Morgens

«Du hast die Zahnpasta nicht auf den Kopf gestellt». Morgens vertrage ich keine Regelverletzungen. Und meine Herzdame kein Genörgle: «Du tönst wie ein schlechter Film.»

«Ist die Kaffeemaschine an?» «Ja. Und der Toaster auch.» Unser morgendlicher Ablauf ist ein Ritual: Jeder Schritt ist klar definiert und wird gelassen ausgeführt.

Als ich mich nach der Morgentoilette anziehen gehe, kommt mir der Kater entgegen. Meine vorher sorgfältig geschichteten Kleider liegen verstreut am Boden. Unser Mitbewohner hat sein eigenes Morgenritual.

«Den Honig, bitte.» Der effiziente Ablauf erlaubt uns ein gemütliches Frühstück. «Kann ich dafür die Butter haben? Und Vorsicht, der Kater springt dir gleich in den Teller.» Obwohl als einziger bereits gefüttert, drängt es ihn zu unseren Speisen. Ich scheuche ihn weg.
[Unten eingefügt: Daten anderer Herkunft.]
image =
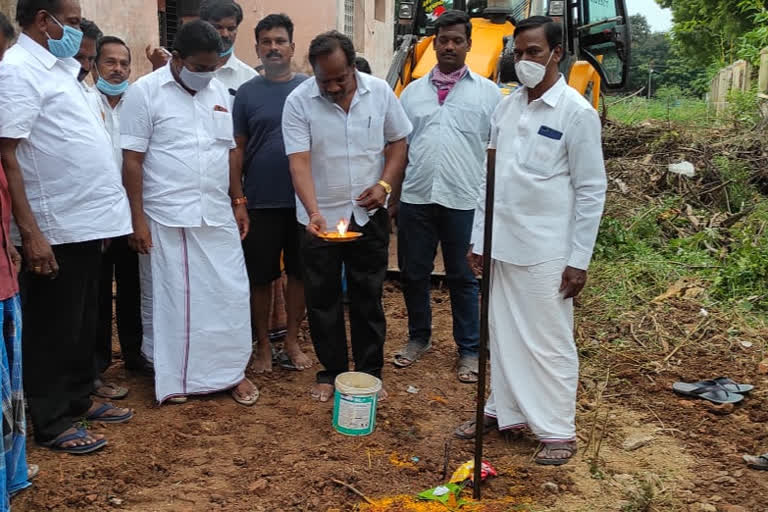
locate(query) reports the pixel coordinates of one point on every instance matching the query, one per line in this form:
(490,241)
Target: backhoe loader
(595,39)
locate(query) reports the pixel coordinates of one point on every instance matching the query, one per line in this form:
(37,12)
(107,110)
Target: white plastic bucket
(354,403)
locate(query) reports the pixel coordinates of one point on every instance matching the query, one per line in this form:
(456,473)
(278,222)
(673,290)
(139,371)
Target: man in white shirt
(550,190)
(189,216)
(111,72)
(335,128)
(226,16)
(67,197)
(450,109)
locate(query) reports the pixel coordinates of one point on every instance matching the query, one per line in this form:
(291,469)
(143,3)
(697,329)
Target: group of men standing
(219,179)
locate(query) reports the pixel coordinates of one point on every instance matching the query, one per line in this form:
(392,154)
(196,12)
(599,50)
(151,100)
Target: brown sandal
(547,449)
(462,430)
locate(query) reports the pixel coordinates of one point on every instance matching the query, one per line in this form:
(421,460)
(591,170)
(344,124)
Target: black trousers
(365,262)
(121,262)
(59,318)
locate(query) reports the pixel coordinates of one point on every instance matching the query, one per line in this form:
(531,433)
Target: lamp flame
(342,226)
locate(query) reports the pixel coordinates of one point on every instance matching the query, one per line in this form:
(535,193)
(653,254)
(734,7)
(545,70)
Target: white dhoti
(534,362)
(195,309)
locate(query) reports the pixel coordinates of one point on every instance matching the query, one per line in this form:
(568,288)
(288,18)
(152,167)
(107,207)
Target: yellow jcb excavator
(596,39)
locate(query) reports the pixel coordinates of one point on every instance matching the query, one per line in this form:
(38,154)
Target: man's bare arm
(301,175)
(236,185)
(394,169)
(37,251)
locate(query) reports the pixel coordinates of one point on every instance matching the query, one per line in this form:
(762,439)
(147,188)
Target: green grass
(638,256)
(690,112)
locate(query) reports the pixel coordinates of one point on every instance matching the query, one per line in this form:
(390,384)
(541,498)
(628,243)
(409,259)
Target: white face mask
(197,81)
(531,73)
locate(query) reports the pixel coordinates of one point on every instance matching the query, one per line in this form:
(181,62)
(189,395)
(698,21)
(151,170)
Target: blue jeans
(420,228)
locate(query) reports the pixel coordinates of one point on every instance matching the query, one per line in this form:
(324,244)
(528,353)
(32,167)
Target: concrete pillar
(762,80)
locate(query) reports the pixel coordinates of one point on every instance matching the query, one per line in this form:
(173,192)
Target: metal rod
(485,287)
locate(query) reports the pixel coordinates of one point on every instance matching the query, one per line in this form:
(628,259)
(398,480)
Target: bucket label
(354,415)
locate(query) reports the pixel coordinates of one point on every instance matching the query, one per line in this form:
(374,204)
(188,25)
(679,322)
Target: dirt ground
(281,454)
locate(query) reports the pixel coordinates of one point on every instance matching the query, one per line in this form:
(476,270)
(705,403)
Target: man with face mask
(226,17)
(335,129)
(451,110)
(258,113)
(110,74)
(15,474)
(67,197)
(550,190)
(189,217)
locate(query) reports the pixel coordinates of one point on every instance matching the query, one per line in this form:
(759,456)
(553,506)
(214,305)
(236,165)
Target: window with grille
(349,18)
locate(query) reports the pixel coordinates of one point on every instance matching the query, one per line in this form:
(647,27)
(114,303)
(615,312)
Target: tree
(718,31)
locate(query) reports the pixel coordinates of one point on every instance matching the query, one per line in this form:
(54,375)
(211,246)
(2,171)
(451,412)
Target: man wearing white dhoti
(550,190)
(177,134)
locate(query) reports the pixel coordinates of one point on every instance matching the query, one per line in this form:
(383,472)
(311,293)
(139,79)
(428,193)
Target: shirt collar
(39,52)
(552,95)
(363,86)
(166,76)
(232,63)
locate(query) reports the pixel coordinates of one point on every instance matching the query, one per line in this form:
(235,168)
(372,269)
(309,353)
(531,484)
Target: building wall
(310,18)
(379,34)
(134,21)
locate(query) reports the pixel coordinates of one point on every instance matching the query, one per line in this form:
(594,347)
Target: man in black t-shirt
(257,115)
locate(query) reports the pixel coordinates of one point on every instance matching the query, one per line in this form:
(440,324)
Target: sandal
(728,385)
(109,390)
(462,431)
(100,416)
(247,400)
(760,462)
(708,391)
(411,353)
(547,449)
(468,369)
(56,444)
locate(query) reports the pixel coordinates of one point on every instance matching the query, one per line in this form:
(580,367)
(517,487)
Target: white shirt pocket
(222,127)
(544,152)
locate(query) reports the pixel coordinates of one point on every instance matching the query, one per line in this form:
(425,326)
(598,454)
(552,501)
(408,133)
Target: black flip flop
(728,385)
(712,392)
(757,462)
(57,444)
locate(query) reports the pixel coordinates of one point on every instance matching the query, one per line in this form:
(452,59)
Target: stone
(635,442)
(550,487)
(726,480)
(259,486)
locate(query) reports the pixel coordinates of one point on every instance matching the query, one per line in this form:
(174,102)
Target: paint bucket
(354,403)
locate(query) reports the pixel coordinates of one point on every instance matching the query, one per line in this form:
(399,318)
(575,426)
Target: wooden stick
(485,299)
(344,484)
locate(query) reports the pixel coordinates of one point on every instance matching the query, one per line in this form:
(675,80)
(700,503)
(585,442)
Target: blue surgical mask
(111,89)
(68,45)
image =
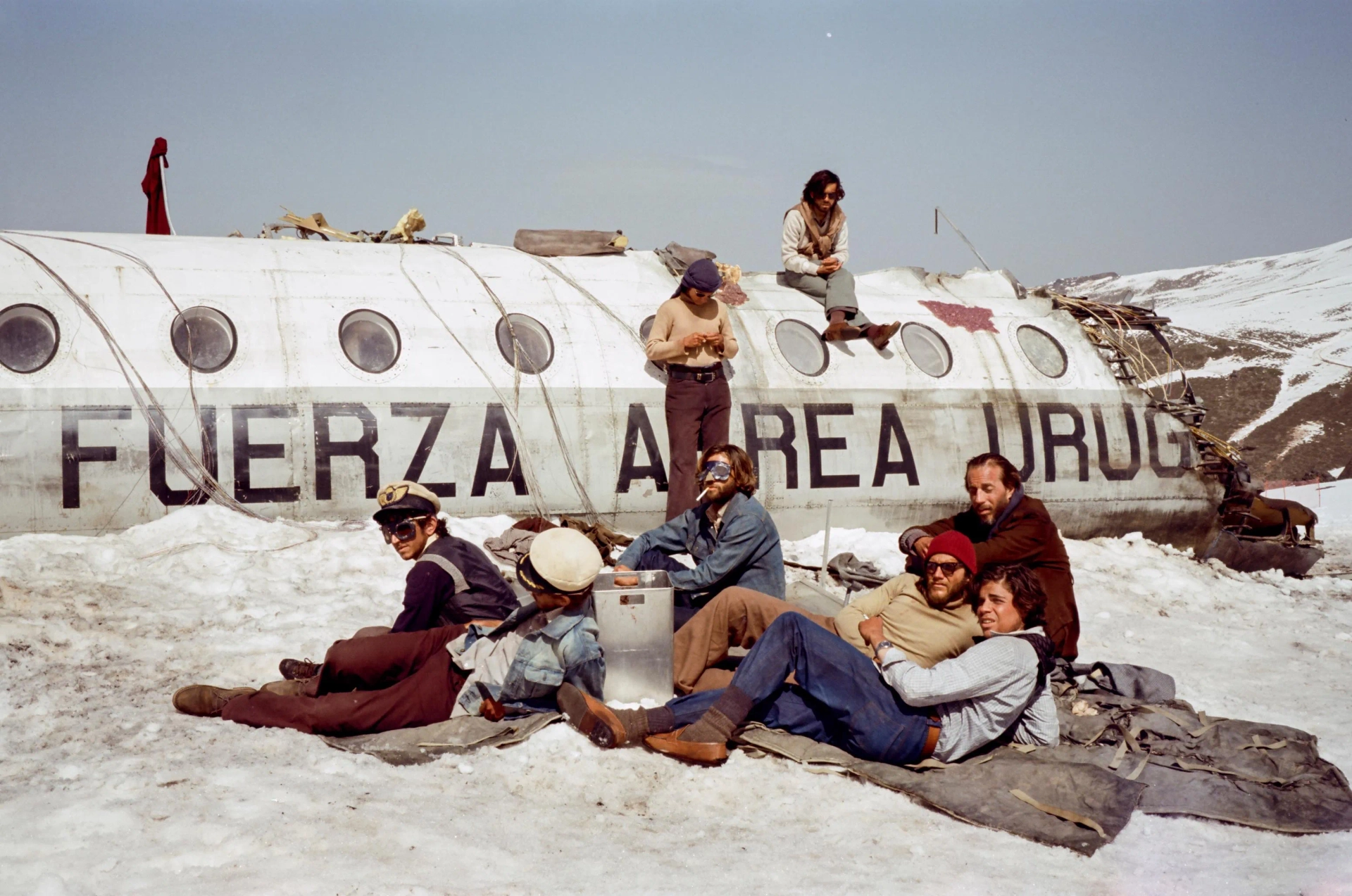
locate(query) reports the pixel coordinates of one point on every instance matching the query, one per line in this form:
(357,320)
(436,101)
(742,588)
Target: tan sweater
(676,320)
(925,633)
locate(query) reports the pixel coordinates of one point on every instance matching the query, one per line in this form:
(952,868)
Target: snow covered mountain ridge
(1268,343)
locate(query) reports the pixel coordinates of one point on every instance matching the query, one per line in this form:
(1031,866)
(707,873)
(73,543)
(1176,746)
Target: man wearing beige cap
(410,679)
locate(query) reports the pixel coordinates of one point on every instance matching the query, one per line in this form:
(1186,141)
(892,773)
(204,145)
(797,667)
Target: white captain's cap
(560,560)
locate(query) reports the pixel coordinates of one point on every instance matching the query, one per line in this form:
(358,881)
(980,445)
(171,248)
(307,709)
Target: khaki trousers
(736,617)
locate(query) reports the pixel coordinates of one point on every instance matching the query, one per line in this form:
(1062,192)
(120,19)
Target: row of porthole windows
(805,351)
(206,339)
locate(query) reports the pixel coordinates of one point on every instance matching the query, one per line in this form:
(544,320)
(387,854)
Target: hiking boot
(204,699)
(296,669)
(689,750)
(598,722)
(883,334)
(841,332)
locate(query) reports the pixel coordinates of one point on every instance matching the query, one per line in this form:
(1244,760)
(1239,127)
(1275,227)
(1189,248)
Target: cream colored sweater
(927,634)
(676,320)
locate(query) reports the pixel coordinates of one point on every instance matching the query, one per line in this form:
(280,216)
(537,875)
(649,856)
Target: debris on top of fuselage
(317,225)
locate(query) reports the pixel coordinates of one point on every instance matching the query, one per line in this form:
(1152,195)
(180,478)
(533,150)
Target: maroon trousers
(696,419)
(367,684)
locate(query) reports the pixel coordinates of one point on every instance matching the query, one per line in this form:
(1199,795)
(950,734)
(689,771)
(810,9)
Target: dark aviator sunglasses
(403,530)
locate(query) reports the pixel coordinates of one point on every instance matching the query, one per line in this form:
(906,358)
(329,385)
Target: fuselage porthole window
(802,348)
(29,338)
(927,349)
(534,349)
(370,339)
(1043,352)
(203,338)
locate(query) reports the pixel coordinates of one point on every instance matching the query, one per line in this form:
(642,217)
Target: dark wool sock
(659,721)
(721,719)
(636,722)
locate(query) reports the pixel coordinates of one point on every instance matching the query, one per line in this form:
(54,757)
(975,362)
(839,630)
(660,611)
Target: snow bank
(104,790)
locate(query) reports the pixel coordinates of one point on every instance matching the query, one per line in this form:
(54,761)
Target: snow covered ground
(104,790)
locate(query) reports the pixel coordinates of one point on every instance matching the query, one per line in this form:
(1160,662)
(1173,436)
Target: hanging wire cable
(176,448)
(510,407)
(960,234)
(592,299)
(589,508)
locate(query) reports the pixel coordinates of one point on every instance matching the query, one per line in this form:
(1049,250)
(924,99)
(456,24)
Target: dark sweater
(453,581)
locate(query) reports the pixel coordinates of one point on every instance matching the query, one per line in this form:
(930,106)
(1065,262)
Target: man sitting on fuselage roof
(930,618)
(452,580)
(729,534)
(1010,527)
(896,711)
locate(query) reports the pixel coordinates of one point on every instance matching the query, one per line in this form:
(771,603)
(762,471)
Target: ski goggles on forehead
(403,530)
(717,471)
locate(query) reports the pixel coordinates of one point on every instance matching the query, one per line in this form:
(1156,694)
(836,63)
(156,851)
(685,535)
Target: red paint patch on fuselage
(964,317)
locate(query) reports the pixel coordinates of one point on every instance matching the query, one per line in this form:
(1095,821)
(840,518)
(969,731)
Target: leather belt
(930,738)
(698,374)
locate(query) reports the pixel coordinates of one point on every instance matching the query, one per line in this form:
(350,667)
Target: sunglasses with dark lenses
(717,471)
(403,530)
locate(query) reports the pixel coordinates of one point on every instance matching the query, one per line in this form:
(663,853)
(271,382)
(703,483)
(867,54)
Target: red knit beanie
(958,546)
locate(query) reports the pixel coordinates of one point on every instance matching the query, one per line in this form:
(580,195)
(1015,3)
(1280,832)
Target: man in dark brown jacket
(1010,527)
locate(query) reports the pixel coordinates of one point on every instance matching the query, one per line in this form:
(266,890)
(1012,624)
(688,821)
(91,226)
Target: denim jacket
(745,552)
(563,650)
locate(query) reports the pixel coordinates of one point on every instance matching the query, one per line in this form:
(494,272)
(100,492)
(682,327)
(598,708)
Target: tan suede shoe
(204,699)
(689,750)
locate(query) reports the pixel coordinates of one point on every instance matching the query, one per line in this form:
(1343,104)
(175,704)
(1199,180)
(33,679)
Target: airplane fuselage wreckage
(517,384)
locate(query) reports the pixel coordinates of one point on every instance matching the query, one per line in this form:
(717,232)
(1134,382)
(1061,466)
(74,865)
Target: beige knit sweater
(676,320)
(927,634)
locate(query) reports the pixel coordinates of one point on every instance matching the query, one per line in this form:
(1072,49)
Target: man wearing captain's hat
(421,677)
(452,580)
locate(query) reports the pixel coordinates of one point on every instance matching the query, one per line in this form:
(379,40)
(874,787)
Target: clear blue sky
(1065,138)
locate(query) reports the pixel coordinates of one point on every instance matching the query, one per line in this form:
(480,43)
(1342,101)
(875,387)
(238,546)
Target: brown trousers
(696,419)
(367,684)
(736,617)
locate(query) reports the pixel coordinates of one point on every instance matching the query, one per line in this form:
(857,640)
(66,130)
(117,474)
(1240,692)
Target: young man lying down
(890,709)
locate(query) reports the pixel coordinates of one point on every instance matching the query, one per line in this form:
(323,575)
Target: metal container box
(636,633)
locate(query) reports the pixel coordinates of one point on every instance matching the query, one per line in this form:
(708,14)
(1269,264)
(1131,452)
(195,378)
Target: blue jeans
(840,696)
(687,603)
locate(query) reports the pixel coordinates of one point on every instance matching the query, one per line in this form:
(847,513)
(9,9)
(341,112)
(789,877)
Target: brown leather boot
(598,722)
(294,669)
(841,332)
(883,333)
(286,688)
(204,699)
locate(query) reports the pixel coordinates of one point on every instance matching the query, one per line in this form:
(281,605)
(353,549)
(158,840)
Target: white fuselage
(301,431)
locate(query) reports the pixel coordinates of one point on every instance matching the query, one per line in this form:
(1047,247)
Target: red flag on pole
(153,186)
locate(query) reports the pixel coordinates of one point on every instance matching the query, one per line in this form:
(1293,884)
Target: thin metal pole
(962,236)
(827,543)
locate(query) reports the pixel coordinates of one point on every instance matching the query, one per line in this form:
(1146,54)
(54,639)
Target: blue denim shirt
(745,552)
(563,650)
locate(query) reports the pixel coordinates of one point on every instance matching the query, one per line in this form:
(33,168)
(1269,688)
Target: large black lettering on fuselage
(833,436)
Entspannt essen wir Toast und lesen Zeitung. «Was ist das für ein Geräusch?» Ich gehe nachschauen. Der Pelzträger rennt an mir vorbei mit unserem Frühstücksschinken im Maul. «Hast du ihn wieder in der Küche liegen gelassen?» Meine Herzdame steht kopfschüttelnd neben mir.

Wir kehren an den Tisch zurück. Hier liegt der Vierbeiner und schleckt sich die Reste unserer Spiegeleier ab. «Ich hatte noch gar nichts davon.» Meine Herzdame hat ihre Gelassenheit verloren.

Verspätet hetzen wir schliesslich zum Tram. Ich musste meine Schlüssel in diversen Katzenverstecken suchen.

«Unser Kater ist schon herzig.» Meine Herzdame vergibt schnell. «Und so beruhigend.»